By 1091, Theodore had returned to the capital and was demanding the return of his son. Alexios refused, claiming he was contemplating marrying the boy to one of his own daughters. Disbelieving the emperor, Theodore hatched a plot to rescue his son and get him to safety at Trebizond in secret. He initially agreed to hand over his son; then on the eve of his departure he had dinner with the Sebastokrator, with whom he was now related through his second marriage. He begged to be allowed a further twenty-four hours with his son, which Isaac agreed to. The next day, he asked if Gregory could accompany him on the first stage of his journey to Sosthenium, where he intended to pitch his camp. His minders agreed, but when Theodore then proposed that Gregory accompany him further, they initially said no before Theodore managed to convince them. They made it to the port of Pharus when Theodore secretly boarded a merchant ship along with Gregory and fled onto the Euxine.

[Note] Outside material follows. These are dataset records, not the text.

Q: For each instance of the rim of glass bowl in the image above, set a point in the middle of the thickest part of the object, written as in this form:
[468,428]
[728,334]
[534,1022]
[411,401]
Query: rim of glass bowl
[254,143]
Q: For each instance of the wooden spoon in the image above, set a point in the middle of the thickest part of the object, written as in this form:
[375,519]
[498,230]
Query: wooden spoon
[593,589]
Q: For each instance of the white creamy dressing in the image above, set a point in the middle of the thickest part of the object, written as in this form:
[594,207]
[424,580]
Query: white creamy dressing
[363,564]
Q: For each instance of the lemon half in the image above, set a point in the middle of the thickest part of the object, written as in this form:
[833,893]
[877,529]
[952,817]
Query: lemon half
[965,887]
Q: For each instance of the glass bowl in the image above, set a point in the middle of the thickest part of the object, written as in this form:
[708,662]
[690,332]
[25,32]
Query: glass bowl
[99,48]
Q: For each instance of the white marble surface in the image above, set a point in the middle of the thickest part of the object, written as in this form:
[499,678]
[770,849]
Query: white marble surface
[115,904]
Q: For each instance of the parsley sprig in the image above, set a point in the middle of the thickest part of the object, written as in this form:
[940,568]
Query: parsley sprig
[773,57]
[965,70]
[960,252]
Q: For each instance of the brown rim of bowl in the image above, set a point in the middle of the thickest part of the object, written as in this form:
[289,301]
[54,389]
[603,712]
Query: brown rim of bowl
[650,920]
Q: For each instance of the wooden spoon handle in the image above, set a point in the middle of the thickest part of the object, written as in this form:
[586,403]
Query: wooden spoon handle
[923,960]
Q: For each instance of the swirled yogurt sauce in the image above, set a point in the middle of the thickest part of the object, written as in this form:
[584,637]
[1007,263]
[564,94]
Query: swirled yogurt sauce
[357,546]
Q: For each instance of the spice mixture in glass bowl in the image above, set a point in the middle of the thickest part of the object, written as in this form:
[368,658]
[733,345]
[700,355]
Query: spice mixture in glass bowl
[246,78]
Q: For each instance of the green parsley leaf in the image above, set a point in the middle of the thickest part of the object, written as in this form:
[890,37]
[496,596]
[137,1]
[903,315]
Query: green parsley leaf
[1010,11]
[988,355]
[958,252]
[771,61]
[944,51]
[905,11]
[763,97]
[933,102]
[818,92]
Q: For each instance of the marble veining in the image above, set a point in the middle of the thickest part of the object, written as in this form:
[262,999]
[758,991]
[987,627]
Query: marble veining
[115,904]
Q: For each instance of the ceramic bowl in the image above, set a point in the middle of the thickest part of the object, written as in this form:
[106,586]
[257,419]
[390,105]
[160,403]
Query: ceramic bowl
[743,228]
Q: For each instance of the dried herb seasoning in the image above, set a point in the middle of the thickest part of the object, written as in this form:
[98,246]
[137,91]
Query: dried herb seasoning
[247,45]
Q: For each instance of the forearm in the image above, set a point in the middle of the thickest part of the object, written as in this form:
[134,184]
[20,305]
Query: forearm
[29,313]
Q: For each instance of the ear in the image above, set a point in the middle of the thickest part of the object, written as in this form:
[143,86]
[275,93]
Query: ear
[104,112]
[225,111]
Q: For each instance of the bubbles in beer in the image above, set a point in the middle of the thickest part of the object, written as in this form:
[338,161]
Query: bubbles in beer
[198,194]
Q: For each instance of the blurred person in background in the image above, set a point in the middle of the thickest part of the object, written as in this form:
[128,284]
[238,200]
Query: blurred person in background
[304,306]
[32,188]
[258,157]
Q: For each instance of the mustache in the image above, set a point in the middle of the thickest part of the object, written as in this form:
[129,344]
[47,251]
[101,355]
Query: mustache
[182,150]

This act of rebellion stirred Alexios into action, and he sent a squadron of ships to overtake Theodore with orders to bring Gregory back to the capital no matter what. They overtook the ship near the town of Aeginus and advised Theodore that were he to refuse to hand over his son, he would be arrested as a rebel. Theodore, still distant from his seat of power and outnumbered, backed down and allowed Alexios’ emissaries to take Gregory back with them, while he continued on his way back to Trebizond. Gregory then formed another plot to escape but it too was discovered and he was imprisoned at Philippopolis for his troubles.

==Career after 1091==
A man of Theodore's military talents was too good to waste, and by 1097 he was once again at the front line, this time fighting the Turks as part of the initial alliance with the Crusaders. While the Franks were engaged at the Siege of Antioch, Theodore was marching with Alexios and helping him recapture towns in western Asia Minor. He was prominent in the capture of Paipert, which was subsequently besieged by the Turks who hoped to reclaim it. Turning around, Theodore contemplated a night attack against the enemy, but changed his mind. In 1098 or 1099 during a campaign in the region of Theodosioupolis, he was captured by the Danishmendid Emir Ali, who tried to convert Gabras to Islam by force. After Gabras refused, Ali ordered that he be tortured: his tongue was cut, his eyes were gouged out, his head was scalped and his body was torn apart. Amri then made his skull into a golden drinking cup and burnt all that was left.

His younger son, Constantine Gabras, succeeded him as dux of Chaldia, and around 1115-1140 he managed to retrieve his father's skull, which was transported to Trebizond and became the product of worship. The feast day of Saint Theodoros Gabras is on 2 October.